十五夜の夜だけは、子どもたちはよその家のお供えものを盗って食べてもよいとされていました。盗まれた家は、「月の神様が食べてくれた」「よいことがある」ということで歓迎していたそうです。
これには2つの説があります。
①満月の数に合わせて12個
その年に出た満月の数を供えるので平年は12個、うるう年は13個となります。
②十五夜だから15個
十五夜だから15個。15個の並べ方は、下から9個、4個、2個となります。
同様に十三夜の月見だんごは13個となります。
昔は月の満ち欠けによって暦が作られ、農作業が進められていたので、満月の数や、新月から何日目の月かということには大きな意味があり、それがだんごの数になったのです。
月見だんごの作り方
【材料】
米粉(だんご粉)...120g
水...80~90cc
※だんご粉は、うるち米ともち米を同量混ぜたもの。
【作り方】
①だんご粉に水を混ぜ、耳たぶくらいの固さになるまで、手でこねる。
②こねた生地を15等分、または12頭分にし、手のひらで転がすようにして丸い形に整える。真ん丸は葬式の枕だんごに通じるので、ほんの少しつぶす。
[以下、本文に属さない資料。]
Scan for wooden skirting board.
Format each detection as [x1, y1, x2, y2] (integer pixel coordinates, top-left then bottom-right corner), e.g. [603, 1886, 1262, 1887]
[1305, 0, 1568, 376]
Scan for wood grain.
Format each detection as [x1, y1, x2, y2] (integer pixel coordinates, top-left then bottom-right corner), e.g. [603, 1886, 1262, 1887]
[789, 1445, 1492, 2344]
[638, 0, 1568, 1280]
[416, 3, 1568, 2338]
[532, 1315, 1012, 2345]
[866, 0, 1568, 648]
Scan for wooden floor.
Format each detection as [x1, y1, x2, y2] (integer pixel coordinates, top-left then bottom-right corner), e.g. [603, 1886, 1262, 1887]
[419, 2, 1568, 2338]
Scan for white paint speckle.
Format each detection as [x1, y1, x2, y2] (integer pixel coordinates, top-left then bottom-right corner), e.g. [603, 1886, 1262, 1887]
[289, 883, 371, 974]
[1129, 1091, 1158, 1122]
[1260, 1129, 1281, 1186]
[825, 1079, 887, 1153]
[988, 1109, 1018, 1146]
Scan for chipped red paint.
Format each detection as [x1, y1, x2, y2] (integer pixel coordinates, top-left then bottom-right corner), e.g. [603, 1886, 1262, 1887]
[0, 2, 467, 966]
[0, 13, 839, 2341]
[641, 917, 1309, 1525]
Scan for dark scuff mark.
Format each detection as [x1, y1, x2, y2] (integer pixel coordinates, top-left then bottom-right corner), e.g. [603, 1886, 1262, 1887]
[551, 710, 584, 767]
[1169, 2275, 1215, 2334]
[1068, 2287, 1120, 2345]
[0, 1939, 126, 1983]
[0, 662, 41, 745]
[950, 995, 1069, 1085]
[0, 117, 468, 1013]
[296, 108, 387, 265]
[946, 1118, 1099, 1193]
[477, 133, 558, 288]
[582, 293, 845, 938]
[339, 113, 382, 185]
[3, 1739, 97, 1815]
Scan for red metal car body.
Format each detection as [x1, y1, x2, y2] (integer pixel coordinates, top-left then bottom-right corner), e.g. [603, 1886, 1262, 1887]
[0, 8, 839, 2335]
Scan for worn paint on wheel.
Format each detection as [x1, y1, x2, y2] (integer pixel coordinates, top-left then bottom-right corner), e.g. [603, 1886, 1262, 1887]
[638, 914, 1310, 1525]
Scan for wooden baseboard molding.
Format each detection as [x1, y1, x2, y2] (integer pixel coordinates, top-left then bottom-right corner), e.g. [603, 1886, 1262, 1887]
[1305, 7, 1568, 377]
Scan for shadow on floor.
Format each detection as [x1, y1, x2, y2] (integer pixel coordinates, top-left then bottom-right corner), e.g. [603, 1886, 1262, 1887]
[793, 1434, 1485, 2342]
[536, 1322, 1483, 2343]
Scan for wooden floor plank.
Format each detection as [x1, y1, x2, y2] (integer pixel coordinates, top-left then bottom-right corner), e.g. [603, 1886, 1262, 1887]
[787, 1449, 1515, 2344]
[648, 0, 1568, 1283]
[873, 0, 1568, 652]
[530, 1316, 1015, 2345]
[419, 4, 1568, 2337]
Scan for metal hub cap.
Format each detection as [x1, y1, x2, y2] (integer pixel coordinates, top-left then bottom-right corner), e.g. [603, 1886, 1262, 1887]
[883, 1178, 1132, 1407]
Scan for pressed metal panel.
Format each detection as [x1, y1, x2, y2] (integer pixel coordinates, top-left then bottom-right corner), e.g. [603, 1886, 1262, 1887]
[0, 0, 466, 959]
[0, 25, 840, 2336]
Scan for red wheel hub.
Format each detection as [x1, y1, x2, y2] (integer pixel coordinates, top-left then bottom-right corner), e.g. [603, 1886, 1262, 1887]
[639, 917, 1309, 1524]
③たっぷりのお湯を沸騰させ、丸めただんごを入れる。だんごが浮き上がってきたら、そのまま2~3分ゆでる。
④ゆであがったら冷水にさらす。
さらにバットなどに広げてあおぐと、きれいな照りが出ます。
並べ方は上記を参照してください。
お供えがすんだら、あんこやきなこなど、お好みの味で楽しみましょう。
秋の初物である「きぬかつぎ」も、十五夜には欠かせないお供え物。里芋の小芋をゆでたものですが、するりと皮をむくと白肌があらわれることから、高貴な家の女性がかぶる布に似ているということで「きぬかつぎ」と名付けられました。
きぬかつぎの作り方
【材料】
里芋(小芋)...15個または12個
塩...小さじ1~2
ごま塩...少々
【作り方】
①里芋はよく洗って皮付きのまま鍋に入れ、ひたひたの水で柔らかくなるまでゆでる。
アクはまめに取る。
②ゆで上がったら、塩を加え、火を止めて10分間そのままにしておく。
③ざるにあげ、水気を切ったら、芋の上と下を少し切る。ころんとした形を残したいなら上だけ皮をむく。
④皮をむいたところに、ごま塩をふってできあがり。頭をつまむとするっと皮がむけます。
口にツルッと入って一口で食べられるのが、きぬかつぎのよいところ。いくつでも食べられそうですね。
料理以外にも、お月見気分を盛り上げるお菓子があります。
・うさぎ饅頭...この時期の和菓子屋さんには、お月見用のかわいいうさぎがいっぱい!
・月餅...中国のお月見に欠かせない厄払いのお菓子です。
・どら焼き...月に見たてて丸いどら焼き。コンビニでも手軽に購入できます。
お好みのものを用意して、お月見を楽しみましょう。